According to the first scheme, molecular refraction for some groups of compounds depends only on the nature and number of atoms in the molecule, and can be calculated by summing the atomic refractions characteristic of a given element:

R(C n H m O p X g)=n×R C +m×R H +p×R O +g×R X ,

where R(C n H m O p X g) is the molecular refraction of the compound with the composition C n H m O p X g ; R C, R H, etc. – atomic refractions of carbon, hydrogen and other elements.

In the second case, molecular refraction is calculated from bonds. The use of this calculation scheme was facilitated by the establishment of the influence of the nature of bonds on molecular refraction, which had great importance, because opened up the possibility of using molecular refraction to determine the structure of organic substances. It was shown that the value of molecular refraction also reflects the nature of the bonds of other elements. In addition to the nature of the atoms forming the bond and the multiplicity of the bond, the influence of strained cycles on molecular refraction was proven and special increments were derived for three-membered and then four-membered carbon rings.

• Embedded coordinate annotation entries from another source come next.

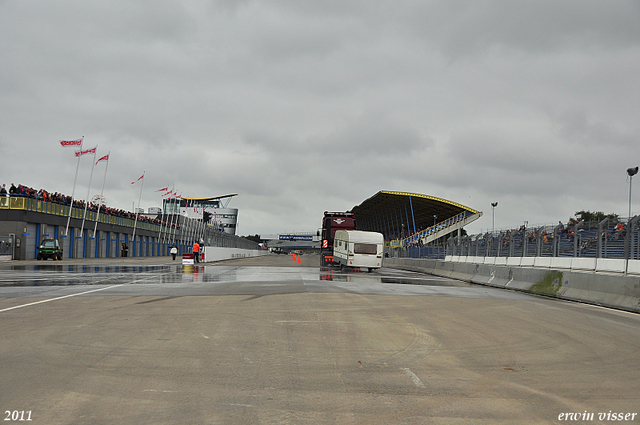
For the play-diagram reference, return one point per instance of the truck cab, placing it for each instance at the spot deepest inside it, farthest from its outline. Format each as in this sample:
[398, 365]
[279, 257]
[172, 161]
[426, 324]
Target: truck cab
[331, 223]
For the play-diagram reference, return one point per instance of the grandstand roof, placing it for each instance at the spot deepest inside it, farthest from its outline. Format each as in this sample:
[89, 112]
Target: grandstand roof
[401, 204]
[211, 198]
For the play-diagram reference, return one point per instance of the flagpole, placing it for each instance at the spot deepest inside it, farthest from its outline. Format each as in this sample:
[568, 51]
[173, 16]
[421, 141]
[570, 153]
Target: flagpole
[86, 202]
[66, 231]
[136, 222]
[104, 179]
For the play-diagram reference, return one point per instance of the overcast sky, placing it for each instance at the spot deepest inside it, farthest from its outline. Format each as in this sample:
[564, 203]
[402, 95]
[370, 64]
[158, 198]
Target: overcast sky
[305, 106]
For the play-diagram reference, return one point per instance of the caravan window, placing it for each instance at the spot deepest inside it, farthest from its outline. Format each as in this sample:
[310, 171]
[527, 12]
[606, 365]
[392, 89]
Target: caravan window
[365, 248]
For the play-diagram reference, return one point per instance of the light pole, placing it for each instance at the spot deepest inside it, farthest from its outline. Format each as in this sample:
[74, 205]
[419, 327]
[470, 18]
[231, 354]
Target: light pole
[631, 172]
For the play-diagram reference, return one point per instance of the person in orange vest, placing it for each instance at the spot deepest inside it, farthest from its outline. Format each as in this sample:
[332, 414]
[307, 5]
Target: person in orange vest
[196, 251]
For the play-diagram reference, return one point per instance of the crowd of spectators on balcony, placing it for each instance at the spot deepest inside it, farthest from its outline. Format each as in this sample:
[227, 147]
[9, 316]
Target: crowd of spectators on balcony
[59, 198]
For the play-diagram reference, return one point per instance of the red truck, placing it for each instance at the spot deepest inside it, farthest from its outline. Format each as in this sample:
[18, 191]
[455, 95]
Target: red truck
[332, 222]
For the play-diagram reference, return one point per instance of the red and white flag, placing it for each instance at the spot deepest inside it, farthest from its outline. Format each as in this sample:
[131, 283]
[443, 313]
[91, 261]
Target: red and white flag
[80, 153]
[104, 158]
[66, 143]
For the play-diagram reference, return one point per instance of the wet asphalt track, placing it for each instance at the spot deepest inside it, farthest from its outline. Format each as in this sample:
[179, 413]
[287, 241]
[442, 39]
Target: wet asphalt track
[269, 340]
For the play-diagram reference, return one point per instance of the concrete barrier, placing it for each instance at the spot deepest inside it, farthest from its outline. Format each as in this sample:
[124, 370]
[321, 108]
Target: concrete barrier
[216, 253]
[615, 290]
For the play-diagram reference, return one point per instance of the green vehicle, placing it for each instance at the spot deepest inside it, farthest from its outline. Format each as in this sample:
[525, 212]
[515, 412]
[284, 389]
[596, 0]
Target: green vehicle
[49, 249]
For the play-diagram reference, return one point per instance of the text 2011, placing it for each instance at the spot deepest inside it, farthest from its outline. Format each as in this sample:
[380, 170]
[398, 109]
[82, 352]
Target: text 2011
[17, 415]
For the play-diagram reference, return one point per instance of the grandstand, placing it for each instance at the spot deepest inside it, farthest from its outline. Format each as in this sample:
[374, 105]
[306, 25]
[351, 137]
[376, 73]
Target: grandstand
[412, 219]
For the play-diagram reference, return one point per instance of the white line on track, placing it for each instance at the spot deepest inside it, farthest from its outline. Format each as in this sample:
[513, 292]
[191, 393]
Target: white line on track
[69, 296]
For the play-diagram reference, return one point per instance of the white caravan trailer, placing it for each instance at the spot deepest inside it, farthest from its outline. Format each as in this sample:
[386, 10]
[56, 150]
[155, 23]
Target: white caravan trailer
[355, 248]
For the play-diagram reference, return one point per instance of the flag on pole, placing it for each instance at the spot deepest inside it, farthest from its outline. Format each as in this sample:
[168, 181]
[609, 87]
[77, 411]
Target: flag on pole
[104, 158]
[80, 153]
[67, 143]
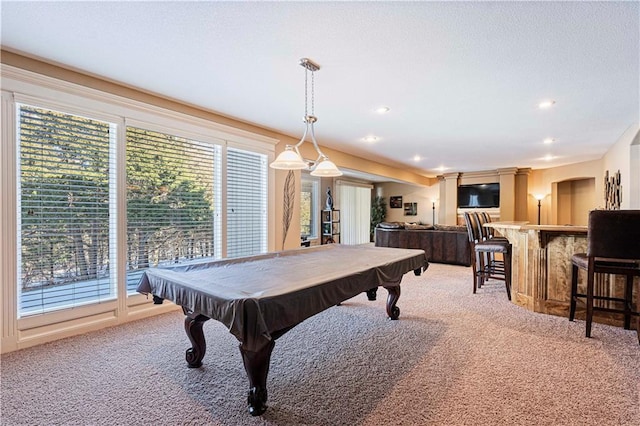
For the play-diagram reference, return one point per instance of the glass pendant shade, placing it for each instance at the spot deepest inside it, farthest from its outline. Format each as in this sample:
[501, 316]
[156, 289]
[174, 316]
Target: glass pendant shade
[289, 160]
[326, 168]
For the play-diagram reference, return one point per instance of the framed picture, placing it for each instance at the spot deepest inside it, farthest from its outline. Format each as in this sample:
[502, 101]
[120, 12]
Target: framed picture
[395, 202]
[410, 209]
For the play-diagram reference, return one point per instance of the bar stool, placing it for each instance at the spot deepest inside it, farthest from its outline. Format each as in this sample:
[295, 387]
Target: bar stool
[613, 247]
[483, 269]
[488, 235]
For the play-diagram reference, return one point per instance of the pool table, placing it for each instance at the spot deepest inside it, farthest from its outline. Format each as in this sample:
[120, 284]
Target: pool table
[260, 298]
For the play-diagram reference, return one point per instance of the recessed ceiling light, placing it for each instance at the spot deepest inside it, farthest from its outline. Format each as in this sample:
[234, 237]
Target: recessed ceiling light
[546, 104]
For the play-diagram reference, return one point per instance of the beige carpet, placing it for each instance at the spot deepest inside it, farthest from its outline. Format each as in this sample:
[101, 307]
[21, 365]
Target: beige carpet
[453, 358]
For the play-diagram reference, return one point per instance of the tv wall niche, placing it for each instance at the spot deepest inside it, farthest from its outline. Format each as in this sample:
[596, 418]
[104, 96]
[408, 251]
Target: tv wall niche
[485, 195]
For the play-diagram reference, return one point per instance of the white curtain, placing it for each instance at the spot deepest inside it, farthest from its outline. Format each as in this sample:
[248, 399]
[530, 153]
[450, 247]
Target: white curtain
[355, 212]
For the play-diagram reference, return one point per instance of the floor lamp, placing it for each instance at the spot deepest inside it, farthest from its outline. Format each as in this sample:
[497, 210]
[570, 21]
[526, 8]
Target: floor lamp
[433, 206]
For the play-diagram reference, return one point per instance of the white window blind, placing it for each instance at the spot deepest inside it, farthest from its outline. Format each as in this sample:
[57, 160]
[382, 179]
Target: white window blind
[309, 206]
[355, 213]
[65, 208]
[246, 203]
[171, 201]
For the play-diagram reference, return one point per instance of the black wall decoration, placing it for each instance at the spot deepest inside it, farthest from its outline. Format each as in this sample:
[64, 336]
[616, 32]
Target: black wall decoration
[612, 191]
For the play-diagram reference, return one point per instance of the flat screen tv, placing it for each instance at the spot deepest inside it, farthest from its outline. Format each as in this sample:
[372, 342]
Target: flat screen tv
[479, 196]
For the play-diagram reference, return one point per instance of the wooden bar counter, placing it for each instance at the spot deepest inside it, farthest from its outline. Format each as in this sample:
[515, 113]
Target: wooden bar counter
[541, 269]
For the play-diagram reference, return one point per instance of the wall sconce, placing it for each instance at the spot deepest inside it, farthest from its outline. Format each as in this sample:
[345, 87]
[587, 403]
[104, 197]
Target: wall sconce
[539, 197]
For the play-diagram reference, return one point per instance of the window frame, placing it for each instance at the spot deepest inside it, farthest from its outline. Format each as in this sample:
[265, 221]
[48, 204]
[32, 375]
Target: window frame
[26, 87]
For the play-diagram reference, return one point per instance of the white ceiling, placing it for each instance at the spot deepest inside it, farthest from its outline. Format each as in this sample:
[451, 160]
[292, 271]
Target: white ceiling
[462, 79]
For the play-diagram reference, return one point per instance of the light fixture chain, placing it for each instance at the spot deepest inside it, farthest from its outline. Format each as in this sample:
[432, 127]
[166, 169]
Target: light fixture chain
[306, 112]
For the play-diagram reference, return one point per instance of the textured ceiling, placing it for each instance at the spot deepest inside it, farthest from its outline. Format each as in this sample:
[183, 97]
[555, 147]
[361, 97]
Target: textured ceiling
[462, 79]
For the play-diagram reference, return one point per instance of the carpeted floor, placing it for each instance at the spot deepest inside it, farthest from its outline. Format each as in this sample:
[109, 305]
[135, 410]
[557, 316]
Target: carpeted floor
[453, 358]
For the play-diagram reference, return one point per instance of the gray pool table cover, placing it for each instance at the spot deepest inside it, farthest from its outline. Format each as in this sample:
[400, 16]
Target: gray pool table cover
[258, 295]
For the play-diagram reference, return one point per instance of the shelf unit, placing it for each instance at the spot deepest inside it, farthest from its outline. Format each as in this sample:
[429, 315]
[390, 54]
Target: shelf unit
[330, 226]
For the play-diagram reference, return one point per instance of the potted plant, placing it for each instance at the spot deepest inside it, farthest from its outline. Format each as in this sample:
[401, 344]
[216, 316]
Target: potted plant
[378, 213]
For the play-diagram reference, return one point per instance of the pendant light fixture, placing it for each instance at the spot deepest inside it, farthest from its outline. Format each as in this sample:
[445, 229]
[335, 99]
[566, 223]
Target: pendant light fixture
[290, 158]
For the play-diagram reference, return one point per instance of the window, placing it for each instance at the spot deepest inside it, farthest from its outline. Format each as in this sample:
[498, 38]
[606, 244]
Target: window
[66, 239]
[309, 206]
[246, 203]
[355, 215]
[96, 188]
[170, 201]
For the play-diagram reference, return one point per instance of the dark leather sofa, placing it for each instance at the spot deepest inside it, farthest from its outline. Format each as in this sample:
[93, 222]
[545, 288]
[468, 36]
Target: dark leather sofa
[442, 243]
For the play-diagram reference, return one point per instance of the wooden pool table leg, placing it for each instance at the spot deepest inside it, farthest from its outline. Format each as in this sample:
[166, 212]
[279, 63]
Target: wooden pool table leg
[394, 294]
[193, 326]
[256, 364]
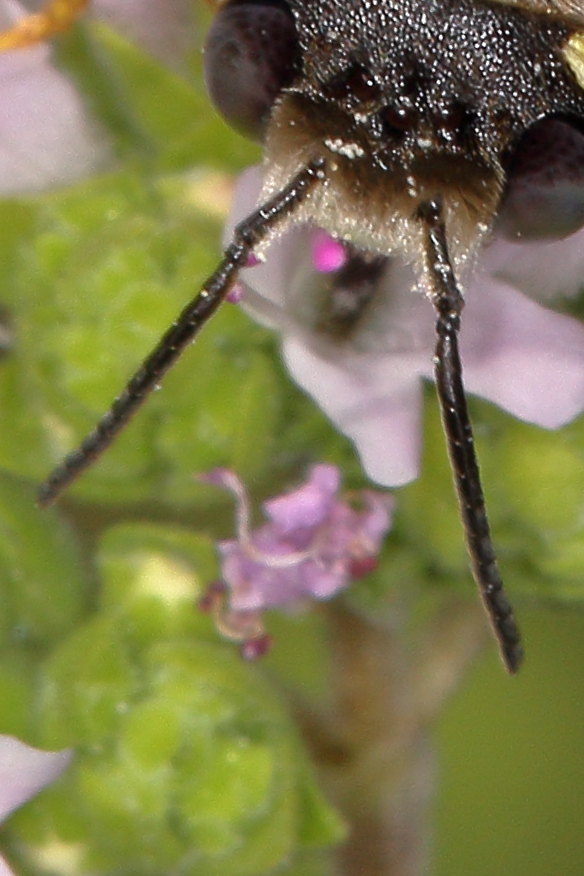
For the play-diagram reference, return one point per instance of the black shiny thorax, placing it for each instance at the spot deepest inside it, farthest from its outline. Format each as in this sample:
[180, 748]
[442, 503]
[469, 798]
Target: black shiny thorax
[399, 77]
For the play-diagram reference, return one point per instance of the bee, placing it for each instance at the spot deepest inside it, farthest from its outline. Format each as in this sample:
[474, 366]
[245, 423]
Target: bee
[407, 129]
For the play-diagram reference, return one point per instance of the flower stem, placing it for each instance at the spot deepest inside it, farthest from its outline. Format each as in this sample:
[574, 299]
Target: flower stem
[375, 751]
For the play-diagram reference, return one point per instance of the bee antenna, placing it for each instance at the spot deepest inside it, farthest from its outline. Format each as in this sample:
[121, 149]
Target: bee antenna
[448, 303]
[247, 235]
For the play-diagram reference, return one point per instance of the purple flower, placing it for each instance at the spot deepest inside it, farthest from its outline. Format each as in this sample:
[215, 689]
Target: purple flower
[312, 546]
[24, 771]
[48, 137]
[518, 354]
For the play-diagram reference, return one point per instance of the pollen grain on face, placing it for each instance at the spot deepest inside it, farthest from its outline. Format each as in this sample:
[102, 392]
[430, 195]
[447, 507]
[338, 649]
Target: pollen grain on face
[574, 55]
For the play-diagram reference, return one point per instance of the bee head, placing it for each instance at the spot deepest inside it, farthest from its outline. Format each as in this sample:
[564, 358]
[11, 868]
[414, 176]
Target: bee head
[407, 101]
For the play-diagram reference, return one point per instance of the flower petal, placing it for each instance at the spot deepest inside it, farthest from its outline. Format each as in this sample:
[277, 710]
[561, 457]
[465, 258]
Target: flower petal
[525, 358]
[46, 136]
[309, 504]
[371, 401]
[165, 28]
[24, 771]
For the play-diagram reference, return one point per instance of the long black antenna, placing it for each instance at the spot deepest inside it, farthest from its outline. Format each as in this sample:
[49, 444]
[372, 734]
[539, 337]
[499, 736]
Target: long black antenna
[448, 302]
[247, 235]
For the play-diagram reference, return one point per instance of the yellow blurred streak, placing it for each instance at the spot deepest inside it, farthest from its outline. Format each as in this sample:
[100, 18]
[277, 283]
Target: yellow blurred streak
[55, 17]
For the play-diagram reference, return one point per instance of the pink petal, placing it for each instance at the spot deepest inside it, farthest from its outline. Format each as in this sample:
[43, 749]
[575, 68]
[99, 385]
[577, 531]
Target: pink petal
[375, 402]
[309, 504]
[24, 771]
[543, 270]
[525, 358]
[46, 136]
[165, 28]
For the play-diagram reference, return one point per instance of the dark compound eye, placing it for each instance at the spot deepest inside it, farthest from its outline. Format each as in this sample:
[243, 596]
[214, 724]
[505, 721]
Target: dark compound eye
[544, 197]
[250, 55]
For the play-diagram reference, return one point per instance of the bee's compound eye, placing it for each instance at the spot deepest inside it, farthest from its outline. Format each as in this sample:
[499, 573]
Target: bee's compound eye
[250, 55]
[544, 196]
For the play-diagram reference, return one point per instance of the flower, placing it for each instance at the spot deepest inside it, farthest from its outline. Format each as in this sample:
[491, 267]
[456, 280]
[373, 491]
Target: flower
[24, 771]
[48, 136]
[518, 354]
[313, 545]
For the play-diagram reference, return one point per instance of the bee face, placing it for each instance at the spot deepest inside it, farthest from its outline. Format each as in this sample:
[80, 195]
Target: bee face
[407, 128]
[405, 100]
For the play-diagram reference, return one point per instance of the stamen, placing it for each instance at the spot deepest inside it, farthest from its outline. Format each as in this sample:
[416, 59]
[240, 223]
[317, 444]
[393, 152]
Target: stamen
[328, 254]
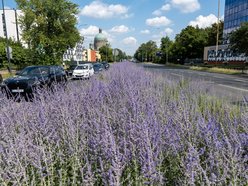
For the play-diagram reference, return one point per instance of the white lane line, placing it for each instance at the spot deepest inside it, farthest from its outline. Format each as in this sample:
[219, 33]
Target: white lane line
[241, 89]
[241, 80]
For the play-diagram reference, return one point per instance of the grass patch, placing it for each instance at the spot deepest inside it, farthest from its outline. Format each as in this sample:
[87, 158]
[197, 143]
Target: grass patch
[217, 70]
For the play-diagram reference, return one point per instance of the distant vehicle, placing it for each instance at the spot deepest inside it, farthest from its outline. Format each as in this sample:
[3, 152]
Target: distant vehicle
[1, 78]
[69, 70]
[83, 71]
[98, 67]
[26, 82]
[106, 65]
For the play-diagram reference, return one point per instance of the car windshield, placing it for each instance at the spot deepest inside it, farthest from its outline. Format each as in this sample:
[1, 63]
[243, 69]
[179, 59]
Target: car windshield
[98, 65]
[72, 67]
[34, 71]
[82, 67]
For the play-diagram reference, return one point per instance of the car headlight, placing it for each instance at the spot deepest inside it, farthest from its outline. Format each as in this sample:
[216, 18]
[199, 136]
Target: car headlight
[34, 82]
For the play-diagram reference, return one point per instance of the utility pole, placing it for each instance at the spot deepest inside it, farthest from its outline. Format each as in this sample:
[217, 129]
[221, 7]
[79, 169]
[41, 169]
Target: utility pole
[217, 37]
[17, 29]
[6, 36]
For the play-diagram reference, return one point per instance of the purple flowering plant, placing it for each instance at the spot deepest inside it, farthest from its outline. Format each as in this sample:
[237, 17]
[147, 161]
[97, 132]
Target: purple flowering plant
[126, 126]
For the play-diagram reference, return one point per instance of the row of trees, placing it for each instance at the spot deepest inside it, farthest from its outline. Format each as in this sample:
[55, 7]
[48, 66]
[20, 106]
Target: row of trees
[48, 30]
[109, 54]
[189, 43]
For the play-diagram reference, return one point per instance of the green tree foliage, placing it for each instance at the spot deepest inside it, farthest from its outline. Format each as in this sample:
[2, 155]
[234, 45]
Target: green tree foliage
[48, 28]
[120, 55]
[212, 34]
[166, 49]
[146, 52]
[239, 39]
[190, 43]
[20, 57]
[106, 53]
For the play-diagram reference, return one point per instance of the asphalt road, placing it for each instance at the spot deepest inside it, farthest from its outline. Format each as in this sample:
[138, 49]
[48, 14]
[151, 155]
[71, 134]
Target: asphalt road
[233, 88]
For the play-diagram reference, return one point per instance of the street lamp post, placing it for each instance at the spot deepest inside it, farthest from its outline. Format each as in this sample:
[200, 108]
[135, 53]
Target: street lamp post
[17, 30]
[6, 36]
[217, 37]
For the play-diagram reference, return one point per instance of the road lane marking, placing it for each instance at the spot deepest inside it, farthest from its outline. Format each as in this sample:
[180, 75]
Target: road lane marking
[241, 80]
[176, 74]
[227, 86]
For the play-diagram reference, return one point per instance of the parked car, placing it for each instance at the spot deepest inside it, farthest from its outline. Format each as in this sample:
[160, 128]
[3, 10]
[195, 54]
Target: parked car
[26, 82]
[106, 65]
[98, 67]
[83, 71]
[1, 78]
[69, 70]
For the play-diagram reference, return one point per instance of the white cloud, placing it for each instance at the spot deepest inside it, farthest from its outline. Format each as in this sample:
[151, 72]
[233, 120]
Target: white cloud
[129, 41]
[168, 31]
[100, 10]
[165, 7]
[158, 21]
[164, 33]
[145, 31]
[126, 16]
[120, 29]
[203, 22]
[157, 12]
[186, 6]
[90, 31]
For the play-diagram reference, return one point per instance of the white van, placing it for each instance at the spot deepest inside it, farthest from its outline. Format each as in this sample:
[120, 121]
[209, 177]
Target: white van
[83, 71]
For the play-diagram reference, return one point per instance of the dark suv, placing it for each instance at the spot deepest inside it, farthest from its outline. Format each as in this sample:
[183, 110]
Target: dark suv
[32, 77]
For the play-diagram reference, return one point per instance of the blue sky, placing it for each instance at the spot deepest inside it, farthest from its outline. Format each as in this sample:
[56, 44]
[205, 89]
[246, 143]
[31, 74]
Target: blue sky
[129, 23]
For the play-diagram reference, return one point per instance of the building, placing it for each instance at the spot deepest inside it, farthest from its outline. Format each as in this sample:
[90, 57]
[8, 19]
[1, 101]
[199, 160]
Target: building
[91, 55]
[13, 28]
[236, 13]
[100, 40]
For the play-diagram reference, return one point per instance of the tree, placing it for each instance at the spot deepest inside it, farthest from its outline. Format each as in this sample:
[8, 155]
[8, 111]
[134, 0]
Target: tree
[20, 57]
[106, 53]
[212, 34]
[166, 47]
[189, 43]
[239, 39]
[49, 27]
[146, 51]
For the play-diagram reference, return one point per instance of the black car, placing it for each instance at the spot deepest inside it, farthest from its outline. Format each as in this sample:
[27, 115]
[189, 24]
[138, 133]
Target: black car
[32, 77]
[69, 71]
[98, 67]
[106, 65]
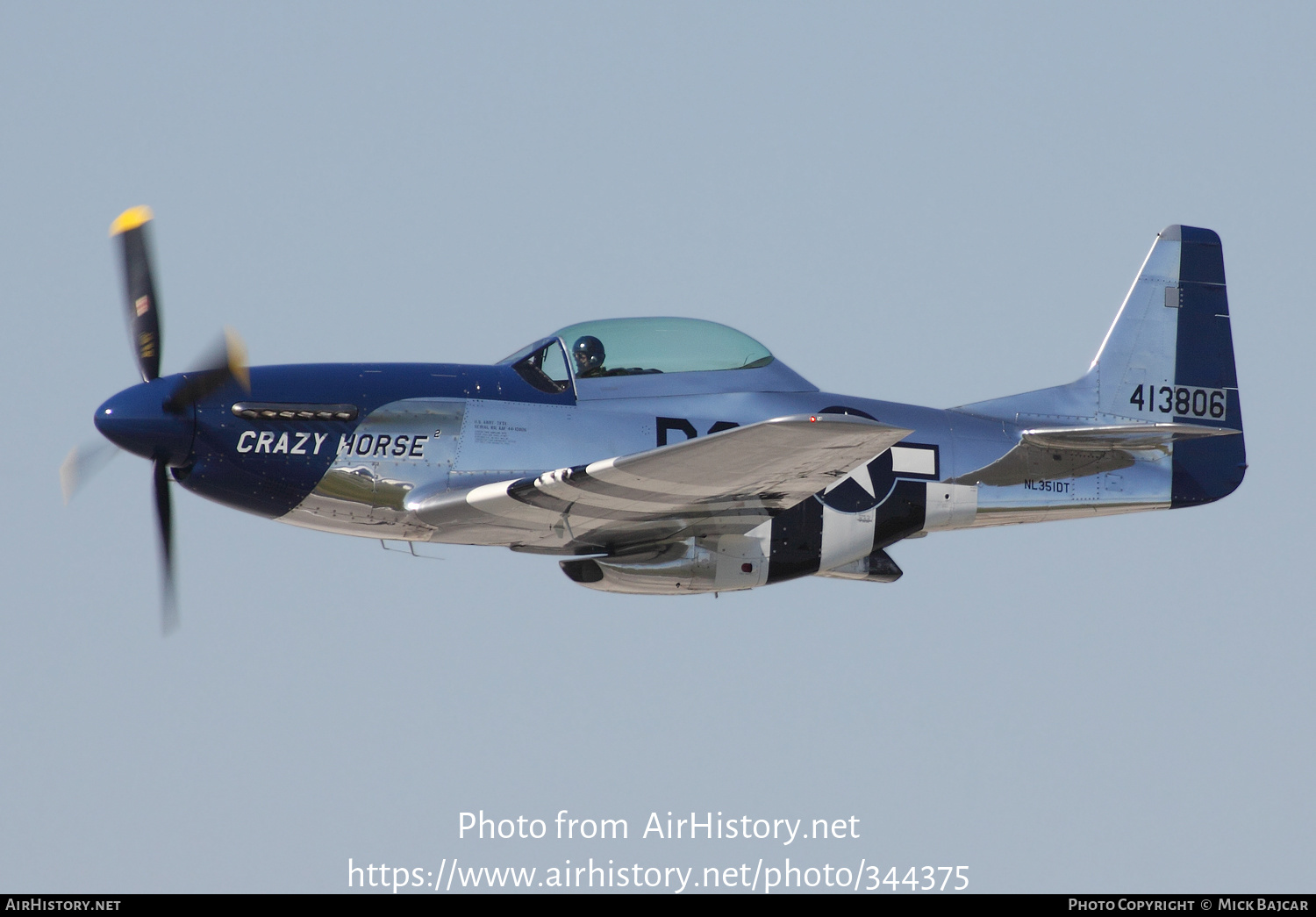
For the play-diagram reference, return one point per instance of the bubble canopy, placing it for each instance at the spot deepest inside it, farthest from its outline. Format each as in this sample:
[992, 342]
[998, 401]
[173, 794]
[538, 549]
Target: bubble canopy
[637, 347]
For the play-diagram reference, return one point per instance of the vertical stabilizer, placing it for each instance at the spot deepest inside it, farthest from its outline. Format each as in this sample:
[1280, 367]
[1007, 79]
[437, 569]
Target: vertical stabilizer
[1168, 358]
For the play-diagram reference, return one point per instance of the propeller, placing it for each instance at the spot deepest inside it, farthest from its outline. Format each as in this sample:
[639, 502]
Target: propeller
[154, 421]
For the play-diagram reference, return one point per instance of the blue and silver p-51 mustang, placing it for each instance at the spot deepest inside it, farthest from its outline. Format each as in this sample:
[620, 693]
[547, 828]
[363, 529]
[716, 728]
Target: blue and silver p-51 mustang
[676, 455]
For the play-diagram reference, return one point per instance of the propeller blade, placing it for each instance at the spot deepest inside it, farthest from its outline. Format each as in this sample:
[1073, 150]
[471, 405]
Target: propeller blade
[82, 463]
[226, 360]
[144, 326]
[163, 514]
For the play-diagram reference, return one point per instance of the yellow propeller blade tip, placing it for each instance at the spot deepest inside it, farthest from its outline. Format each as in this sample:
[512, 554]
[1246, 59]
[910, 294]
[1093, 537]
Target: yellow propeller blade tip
[237, 358]
[131, 219]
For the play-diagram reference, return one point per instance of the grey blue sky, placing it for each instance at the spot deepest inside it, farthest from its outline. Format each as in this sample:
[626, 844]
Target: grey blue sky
[928, 204]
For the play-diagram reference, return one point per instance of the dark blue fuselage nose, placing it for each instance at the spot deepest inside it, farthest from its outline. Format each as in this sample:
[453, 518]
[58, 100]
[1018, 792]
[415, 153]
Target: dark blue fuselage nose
[139, 421]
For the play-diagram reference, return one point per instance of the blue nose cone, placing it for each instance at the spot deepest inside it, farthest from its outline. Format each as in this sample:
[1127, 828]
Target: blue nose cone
[137, 420]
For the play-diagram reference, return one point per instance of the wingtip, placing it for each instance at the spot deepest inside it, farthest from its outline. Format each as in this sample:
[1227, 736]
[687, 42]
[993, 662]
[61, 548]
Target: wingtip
[131, 219]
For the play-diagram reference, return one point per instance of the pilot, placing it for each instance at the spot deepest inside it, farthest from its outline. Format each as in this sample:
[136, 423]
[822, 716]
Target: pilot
[589, 355]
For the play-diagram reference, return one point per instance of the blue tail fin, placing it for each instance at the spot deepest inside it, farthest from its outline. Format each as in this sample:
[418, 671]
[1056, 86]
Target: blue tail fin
[1168, 358]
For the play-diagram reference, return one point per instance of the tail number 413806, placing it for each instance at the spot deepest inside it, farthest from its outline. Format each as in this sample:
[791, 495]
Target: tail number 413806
[1179, 402]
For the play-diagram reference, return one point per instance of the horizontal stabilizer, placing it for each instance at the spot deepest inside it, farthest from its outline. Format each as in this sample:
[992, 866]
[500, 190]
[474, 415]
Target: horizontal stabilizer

In complex functional groups with multivalent elements (–NO 2 , –NO 3 , –SO 3 , etc.) it is impossible to strictly determine atomic refractions without conditional assumptions, so group refractions of radicals began to be used.

Subsequently, it was found that the values ​​of molecular refraction are determined mainly by the number and properties of higher (valence) electrons involved in the formation of chemical bonds, in addition, the nature of the chemical bonds plays a decisive role. In this regard, Steiger (1920), and then Fajans and Klorr proposed to consider molecular refraction as the sum of bond refractions. For example, for CH 4:

R CH4 = R C + 4R H = 4R C-H

R C-H = R H + 1/4×R C

R CH2 = R C + 2×R H = R C-C + 2×R C-H

R C - C = 1/2×R C

The method of calculating bonds using refractions is more consistent, simpler and more accurate. In chemistry, both bond refractions and atomic refractions are used.